Wines pair with meals. Wines also pair with cooking meals.

Foundational understanding—bad wine is not good cooking wine. If you do not like the wine, why mess up a meal with the same bad wine? Sure, avoid using high quality wine in cooking, but that leaves an ocean of very drinkable, affordable, widely available wine to abet your gastronomic adventures.

For braises, stews, long-simmering sauces, add wine early in the simmer stage after you brown the meat and vegetables. There is an abundance of flavors in the juices in the pan. Add wine, garlic, and shallots, let it simmer—reduce—to create great sauces. Wine also is a marvelous marinade to tenderize and enhance flavors. Here are common wines and ideas for cooking pairing:

• Cabernet sauvignon as a marinade softens the meat and adds flavor at the same time. It is ideal for braising meats. When the braising is done, use the liquid left behind to make a glaze. Cab also works if you want to deglaze a pan. With its low sugar content, you will not have an issue with cab caramelizing in the pan.

• Merlot is ideal for pan sauces and reductions. Combine merlot with other ingredients like broth or spices, then simmer. When reduced, you will have a versatile, thick sauce for your meat dish.

• Pinot noir, with its lightness, goes best with lighter dishes, including chicken. Because of its lightness, pinot does well with dishes that ask for a lot of wine. It will tenderize the meat while not adding excess flavor. It also can be added to a hearty beef stew to generate elegance that flirts with decadence.

• Zinfandel. Not “white zinfandel”—we are talking about big, fruity, sometimes-jammy, often-high-alcohol zin. That zin easily will overpower lighter dishes, but it will work well with steaks such as ribeye, curries, burgers and other full-flavored meats.

• Boxed wine.
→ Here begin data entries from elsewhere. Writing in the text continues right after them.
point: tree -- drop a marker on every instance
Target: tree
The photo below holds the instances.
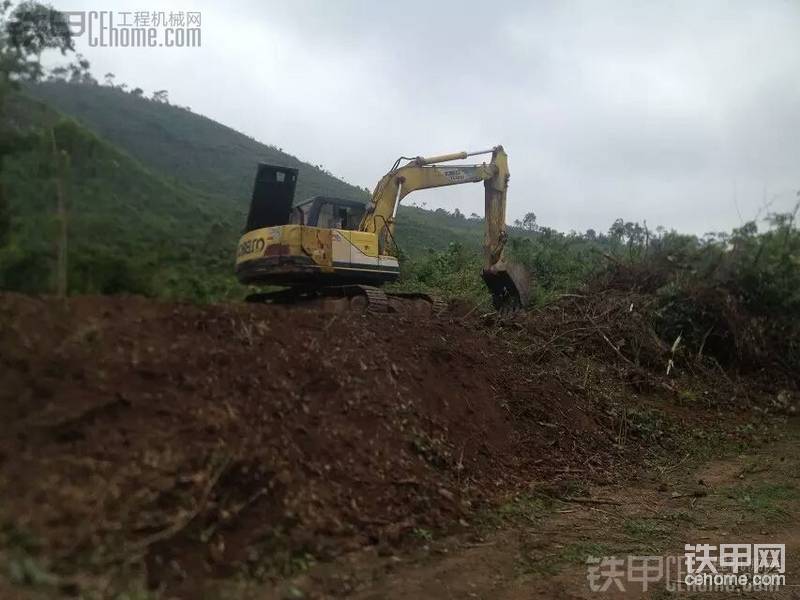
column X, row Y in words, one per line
column 529, row 221
column 32, row 29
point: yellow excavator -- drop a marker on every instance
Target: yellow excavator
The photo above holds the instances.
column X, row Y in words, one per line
column 331, row 247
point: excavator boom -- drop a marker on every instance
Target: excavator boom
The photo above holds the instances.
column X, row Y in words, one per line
column 507, row 282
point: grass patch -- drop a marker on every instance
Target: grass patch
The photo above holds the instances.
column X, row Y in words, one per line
column 766, row 501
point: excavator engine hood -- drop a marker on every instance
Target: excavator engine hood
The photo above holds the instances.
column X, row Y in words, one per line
column 509, row 284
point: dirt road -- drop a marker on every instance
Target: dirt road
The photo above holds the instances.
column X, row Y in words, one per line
column 536, row 545
column 178, row 451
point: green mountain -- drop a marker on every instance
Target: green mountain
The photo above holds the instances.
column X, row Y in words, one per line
column 203, row 154
column 157, row 196
column 130, row 228
column 181, row 144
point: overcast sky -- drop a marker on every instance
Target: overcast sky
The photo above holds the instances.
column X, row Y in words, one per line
column 686, row 114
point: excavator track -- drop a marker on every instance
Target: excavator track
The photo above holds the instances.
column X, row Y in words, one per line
column 354, row 297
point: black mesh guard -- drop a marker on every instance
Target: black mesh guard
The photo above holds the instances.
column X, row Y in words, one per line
column 273, row 194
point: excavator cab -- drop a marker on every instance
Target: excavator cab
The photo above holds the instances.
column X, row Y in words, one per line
column 329, row 212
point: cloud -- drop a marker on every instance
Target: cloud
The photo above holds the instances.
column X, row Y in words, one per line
column 676, row 112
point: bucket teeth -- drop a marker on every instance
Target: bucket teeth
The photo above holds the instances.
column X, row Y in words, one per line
column 509, row 284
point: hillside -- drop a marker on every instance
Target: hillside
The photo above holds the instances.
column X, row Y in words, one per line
column 205, row 155
column 131, row 229
column 181, row 144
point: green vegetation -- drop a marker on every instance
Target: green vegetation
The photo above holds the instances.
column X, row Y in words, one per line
column 156, row 196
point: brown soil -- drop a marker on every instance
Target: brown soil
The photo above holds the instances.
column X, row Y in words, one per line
column 192, row 443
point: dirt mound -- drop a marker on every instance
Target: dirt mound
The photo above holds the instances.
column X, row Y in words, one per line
column 208, row 441
column 196, row 442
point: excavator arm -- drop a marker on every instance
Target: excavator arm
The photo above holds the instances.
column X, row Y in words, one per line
column 507, row 282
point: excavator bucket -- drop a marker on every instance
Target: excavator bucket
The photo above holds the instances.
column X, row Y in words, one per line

We are not talking about louche plonk of your college days. Today, there are many respectable bag-in-a-box wines. They are more than quaffable and reasonably priced, which makes them ideal candidates for cooking wines. Tap into that resource.

Tasting notes:

• Baron Philippe de Rothschild Escudo Rojo Reserva Cabernet Sauvignon, Chile 2018: Polished, easily approachable. $15-18 Link to my review

• Ritual Pinot Noir, Casablanca Valley, Chile 2017: Wonderful pinot noir value. Good fruit, excellent acidity. $17-21 Link to my review

Last round: Why should you never use “beef-stew” as a password? Because it is not stroganoff. Wine time.